Latortue on Monday issued a statement saying that he and Carrington had clarified any misunderstandings and that Haiti wanted “more fruitful relations with the countries of CARICOM.”

Carrington said he had not received an official copy of the statement, and that it was unclear whether it would satisfy the CARICOM heads of government.

CARICOM leaders already have received a legal briefing on their options regarding Haiti, the newest and one of two non-English-speaking members of the regional bloc, according to knowledgeable officials.

One possible move is to suspend Haiti’s membership in CARICOM, whose charter requires member nations to have democratically elected governments, the officials said. But such a step would only hurt Haiti and its people in a time of need, the officials conceded.

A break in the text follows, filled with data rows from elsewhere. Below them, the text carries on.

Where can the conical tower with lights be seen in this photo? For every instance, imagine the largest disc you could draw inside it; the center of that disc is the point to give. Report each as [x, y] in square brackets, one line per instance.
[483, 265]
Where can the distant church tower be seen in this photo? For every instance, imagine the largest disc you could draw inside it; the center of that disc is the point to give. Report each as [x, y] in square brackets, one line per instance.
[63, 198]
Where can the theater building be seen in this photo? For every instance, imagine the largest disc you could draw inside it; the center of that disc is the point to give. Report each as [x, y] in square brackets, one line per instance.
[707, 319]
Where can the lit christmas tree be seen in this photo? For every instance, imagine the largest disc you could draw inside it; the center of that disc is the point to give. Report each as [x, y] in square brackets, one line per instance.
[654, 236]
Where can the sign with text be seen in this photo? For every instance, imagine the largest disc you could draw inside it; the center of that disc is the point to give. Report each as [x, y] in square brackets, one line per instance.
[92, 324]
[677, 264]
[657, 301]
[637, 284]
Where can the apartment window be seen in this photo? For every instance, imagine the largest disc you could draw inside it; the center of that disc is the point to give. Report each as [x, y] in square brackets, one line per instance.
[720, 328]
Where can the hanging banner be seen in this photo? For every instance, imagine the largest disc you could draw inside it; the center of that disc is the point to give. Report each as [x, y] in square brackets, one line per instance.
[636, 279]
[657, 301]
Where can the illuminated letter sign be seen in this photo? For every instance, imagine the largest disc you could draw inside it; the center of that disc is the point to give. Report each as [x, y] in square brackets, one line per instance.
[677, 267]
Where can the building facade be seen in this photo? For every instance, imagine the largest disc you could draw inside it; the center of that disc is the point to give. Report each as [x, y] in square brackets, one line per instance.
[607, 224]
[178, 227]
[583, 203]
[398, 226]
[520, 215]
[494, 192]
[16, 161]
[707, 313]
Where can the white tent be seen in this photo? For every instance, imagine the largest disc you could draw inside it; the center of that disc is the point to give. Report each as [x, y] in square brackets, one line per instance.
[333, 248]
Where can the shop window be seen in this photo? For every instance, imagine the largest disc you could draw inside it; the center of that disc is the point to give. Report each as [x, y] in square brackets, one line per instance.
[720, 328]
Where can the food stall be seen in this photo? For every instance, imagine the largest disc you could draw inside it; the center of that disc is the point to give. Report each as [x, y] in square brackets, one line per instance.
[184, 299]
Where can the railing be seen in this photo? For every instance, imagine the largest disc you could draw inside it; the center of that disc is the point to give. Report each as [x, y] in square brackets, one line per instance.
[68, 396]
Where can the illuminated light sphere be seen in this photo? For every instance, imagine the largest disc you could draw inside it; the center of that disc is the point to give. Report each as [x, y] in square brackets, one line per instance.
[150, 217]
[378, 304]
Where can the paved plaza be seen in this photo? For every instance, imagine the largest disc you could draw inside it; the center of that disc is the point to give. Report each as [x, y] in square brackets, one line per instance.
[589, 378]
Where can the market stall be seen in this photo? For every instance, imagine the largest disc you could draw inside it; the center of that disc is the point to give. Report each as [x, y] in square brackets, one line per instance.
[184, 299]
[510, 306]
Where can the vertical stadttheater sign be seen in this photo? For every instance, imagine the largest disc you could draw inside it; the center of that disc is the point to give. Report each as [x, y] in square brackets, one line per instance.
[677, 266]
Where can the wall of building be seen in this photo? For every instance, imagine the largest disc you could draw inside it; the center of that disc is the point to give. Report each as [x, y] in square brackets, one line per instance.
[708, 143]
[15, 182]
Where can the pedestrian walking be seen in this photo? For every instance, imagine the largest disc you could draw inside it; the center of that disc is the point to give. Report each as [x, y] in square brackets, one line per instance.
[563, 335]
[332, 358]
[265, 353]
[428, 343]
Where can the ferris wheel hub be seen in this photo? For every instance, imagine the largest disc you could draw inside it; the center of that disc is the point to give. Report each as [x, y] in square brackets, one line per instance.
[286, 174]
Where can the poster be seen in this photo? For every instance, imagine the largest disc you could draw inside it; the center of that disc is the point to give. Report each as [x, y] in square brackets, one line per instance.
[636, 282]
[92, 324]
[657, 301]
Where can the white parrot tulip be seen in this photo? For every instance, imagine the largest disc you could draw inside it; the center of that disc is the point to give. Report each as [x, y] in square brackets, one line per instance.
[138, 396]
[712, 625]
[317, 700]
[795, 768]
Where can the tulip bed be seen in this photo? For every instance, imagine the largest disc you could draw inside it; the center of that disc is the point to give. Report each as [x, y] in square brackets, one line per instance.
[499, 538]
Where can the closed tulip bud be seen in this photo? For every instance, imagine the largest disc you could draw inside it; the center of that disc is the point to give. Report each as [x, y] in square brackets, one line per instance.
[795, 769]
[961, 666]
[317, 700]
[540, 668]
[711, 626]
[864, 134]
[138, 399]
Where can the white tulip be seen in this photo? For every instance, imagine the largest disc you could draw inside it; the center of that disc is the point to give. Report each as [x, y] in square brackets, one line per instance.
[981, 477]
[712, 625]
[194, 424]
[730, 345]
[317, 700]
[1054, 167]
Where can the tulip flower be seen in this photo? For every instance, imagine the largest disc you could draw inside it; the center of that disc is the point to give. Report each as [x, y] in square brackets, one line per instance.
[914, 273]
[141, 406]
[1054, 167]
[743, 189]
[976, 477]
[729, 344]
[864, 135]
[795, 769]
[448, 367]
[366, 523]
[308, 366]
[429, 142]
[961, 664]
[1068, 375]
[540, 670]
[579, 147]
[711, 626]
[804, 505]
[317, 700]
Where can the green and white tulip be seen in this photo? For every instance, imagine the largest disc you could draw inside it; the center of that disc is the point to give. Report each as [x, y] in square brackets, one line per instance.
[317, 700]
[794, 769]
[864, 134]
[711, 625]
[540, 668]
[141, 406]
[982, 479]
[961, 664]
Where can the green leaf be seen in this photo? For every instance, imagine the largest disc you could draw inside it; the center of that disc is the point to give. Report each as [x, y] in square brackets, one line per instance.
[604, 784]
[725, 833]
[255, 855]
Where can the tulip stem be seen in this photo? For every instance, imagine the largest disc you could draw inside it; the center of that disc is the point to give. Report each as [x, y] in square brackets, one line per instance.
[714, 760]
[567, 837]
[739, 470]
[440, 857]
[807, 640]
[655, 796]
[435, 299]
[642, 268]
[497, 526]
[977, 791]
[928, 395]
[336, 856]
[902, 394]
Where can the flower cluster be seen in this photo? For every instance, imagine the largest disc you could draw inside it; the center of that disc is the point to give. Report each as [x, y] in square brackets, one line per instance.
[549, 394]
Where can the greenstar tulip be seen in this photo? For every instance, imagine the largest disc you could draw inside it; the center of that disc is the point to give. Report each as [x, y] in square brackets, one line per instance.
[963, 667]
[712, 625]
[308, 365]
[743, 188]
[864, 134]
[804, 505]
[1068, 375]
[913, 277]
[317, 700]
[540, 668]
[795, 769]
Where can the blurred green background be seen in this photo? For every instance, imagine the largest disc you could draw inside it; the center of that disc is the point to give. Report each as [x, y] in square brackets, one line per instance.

CARICOM took a leading role in trying to mediate a power-sharing agreement between Aristide and his political opponents in January to end a 3-year-old crisis sparked by disputed legislative elections in 2000. Aristide accepted the deal, but the opposition rejected it — even as the rebels advanced toward the capital, Port-au-Prince.

After Aristide alleged that Washington had forced him out, CARICOM leaders refused to back U.S. and French efforts to help form a new Haitian government or send troops to join the current multinational security force in Haiti. They have said they may reconsider sending troops later, when the situation may be more stable and the United Nations may take over the peacekeeping duties.

”We hope we can still contribute to that process,” Carrington said.

Haiti’s newly appointed minister of commerce, industry and tourism, Danielle Saint Lot, meanwhile said Haiti needs CARICOM to increase its trade and bring in foreign investments.

”I think we really have to work to be a part of Caricom,” she told The Herald in Haiti. “Working with Caricom we will be able to have partnerships.”

In addition to Haiti, CARICOM leaders attending the summit also will discuss progress in their economic and judicial integration efforts and issues related to crime and security.

Herald staff writer Michael A. W. Ottey contributed to this report.